We brainstormed and arrived to a beta version of the API for the model presented in Chipman et al. (2010). This implementation only allowed for a normal likelihood and conjugate priors, and calculated the posterior for the parameters using analytical derivations.

But, this is not how PyMC is. The API should be flexible for the user. If she wants to use some other likelihood or others priors, she should be able to. PyMC should take care of everything and arrive to the posterior of the parameters given the data. With this part I am still struggling, since it requires two things I still can’t figure out how to do:

Deduce the likelihood of the model when it is not explicitly given.
Calculate the posterior distribution of the parameters with not conjugate priors.

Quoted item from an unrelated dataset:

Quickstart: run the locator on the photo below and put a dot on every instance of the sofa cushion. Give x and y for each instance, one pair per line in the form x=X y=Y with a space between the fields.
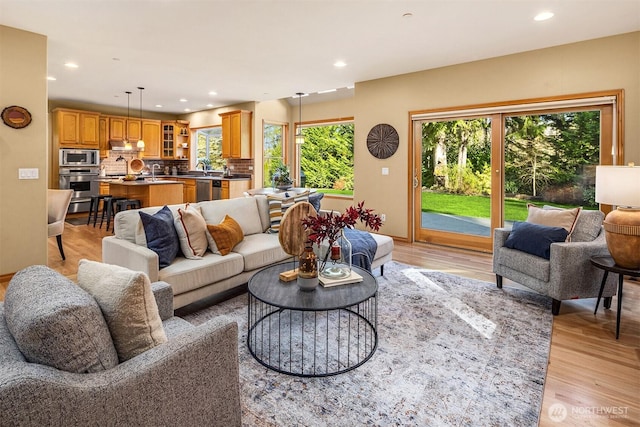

We have draft implementation, but there is still a lot of work to do.

References

Chipman, H. A., George, E. I., & McCulloch, R. E. (2010). BART: Bayesian additive regression trees. The Annals of Applied Statistics, 4(1), 266-298.
Tan, Y. V., & Roy, J. (2019). Bayesian additive regression trees and the General BART model. arXiv preprint arXiv:1901.07504.
Pratola, M. T., Chipman, H. A., Gattiker, J. R., Higdon, D. M., McCulloch, R., & Rust, W. N. (2014). Parallel Bayesian additive regression trees. Journal of Computational and Graphical Statistics, 23(3), 830-852.